You are viewing a plain text version of this content. The canonical link for it is here.

Posted to user@spark.apache.org by Bill Jay <bi...@gmail.com> on 2014/07/08 20:03:09 UTC

Join two Spark Streaming

Hi all,

I am working on a pipeline that needs to join two Spark streams. The input
is a stream of integers. And the output is the number of integer's
appearance divided by the total number of unique integers. Suppose the
input is:

1
2
3
1
2
2

There are 3 unique integers and 1 appears twice. Therefore, the output for
the integer 1 will be:
1 0.67

Since the input is from a stream, it seems we need to first join the
appearance of the integers and the total number of unique integers and then
do a calculation using map. I am thinking of adding a dummy key to both
streams and use join. However, a Cartesian product matches the application
here better. How to do this effectively? Thanks!

Bill

Re: Join two Spark Streaming

Posted by vinay453 <vi...@gmail.com>.

I am working on window dstreams wherein each dstream contains 3 rdd with
following keys:

a,b,c
b,c,d
c,d,e
d,e,f

I want to get only unique keys across all dstream

a,b,c,d,e,f
How to do it in pyspark streaming?



--
View this message in context: http://apache-spark-user-list.1001560.n3.nabble.com/Join-two-Spark-Streaming-tp9052p27108.html
Sent from the Apache Spark User List mailing list archive at Nabble.com.

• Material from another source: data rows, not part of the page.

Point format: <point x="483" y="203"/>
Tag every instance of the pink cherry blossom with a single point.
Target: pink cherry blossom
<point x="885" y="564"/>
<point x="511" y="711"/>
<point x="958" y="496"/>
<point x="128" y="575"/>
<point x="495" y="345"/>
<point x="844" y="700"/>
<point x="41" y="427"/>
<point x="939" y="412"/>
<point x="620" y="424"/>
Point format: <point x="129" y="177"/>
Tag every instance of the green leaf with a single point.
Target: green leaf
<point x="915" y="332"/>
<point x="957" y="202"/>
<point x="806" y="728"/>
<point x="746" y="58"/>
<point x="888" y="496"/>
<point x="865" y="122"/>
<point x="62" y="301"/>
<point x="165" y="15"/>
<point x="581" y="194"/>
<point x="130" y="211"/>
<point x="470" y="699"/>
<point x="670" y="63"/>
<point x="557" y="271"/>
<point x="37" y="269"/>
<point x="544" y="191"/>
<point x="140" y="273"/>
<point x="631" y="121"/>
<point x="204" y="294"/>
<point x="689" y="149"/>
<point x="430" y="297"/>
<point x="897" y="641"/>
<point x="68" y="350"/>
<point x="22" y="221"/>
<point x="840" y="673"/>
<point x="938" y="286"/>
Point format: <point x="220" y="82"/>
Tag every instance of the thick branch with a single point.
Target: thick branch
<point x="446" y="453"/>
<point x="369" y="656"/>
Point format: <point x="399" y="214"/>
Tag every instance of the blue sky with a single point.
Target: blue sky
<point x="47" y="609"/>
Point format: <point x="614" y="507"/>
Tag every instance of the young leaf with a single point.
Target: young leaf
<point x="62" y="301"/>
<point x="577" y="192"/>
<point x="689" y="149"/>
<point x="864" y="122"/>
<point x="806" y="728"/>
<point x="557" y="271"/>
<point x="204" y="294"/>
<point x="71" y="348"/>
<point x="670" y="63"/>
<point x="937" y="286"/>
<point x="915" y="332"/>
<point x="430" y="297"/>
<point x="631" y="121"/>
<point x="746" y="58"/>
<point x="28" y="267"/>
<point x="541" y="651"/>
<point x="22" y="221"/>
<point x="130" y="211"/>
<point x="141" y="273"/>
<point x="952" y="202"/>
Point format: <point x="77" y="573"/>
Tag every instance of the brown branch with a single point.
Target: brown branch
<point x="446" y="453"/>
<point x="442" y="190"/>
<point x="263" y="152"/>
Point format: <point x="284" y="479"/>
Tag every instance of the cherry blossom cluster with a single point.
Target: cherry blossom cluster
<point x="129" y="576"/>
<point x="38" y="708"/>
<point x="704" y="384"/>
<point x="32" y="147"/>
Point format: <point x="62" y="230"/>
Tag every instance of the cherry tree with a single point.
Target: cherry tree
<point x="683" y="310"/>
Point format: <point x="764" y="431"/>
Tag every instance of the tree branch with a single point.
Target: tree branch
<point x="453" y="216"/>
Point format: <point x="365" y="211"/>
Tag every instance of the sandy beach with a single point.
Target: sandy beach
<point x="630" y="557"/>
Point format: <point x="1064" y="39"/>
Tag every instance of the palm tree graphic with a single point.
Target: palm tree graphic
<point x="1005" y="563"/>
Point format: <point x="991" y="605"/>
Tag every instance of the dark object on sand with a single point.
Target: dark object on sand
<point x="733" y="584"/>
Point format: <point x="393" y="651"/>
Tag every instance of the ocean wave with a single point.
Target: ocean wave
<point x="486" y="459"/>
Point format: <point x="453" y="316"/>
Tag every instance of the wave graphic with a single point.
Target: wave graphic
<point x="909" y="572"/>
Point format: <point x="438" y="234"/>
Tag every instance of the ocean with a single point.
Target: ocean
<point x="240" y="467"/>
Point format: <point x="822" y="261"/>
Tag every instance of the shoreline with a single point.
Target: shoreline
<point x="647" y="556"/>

---------------------------------------------------------------------
To unsubscribe, e-mail: user-unsubscribe@spark.apache.org
For additional commands, e-mail: user-help@spark.apache.org

Re: Join two Spark Streaming

Posted by Tathagata Das <ta...@gmail.com>.

1. Since the RDD of the previous batch is used to create the RDD of the
next batch, the lineage of dependencies in the RDDs continues to grow
infinitely. Thats not good because of it increases fault-recover times,
task sizes, etc. Checkpointing saves the data of an RDD to HDFS and
truncates the lineage.


2. The code should have been the following. Sorry about the confusion.

var uniqueValuesRDD: RDD[Int] = ...

dstreamOfIntegers.transform(newDataRDD => {
   val newUniqueValuesRDD  = newDataRDD.union(*uniqueValuesRDD*).distinct
   uniqueValuesRDD = newUniqueValuesRDD

   // periodically call uniqueValuesRDD.checkpoint()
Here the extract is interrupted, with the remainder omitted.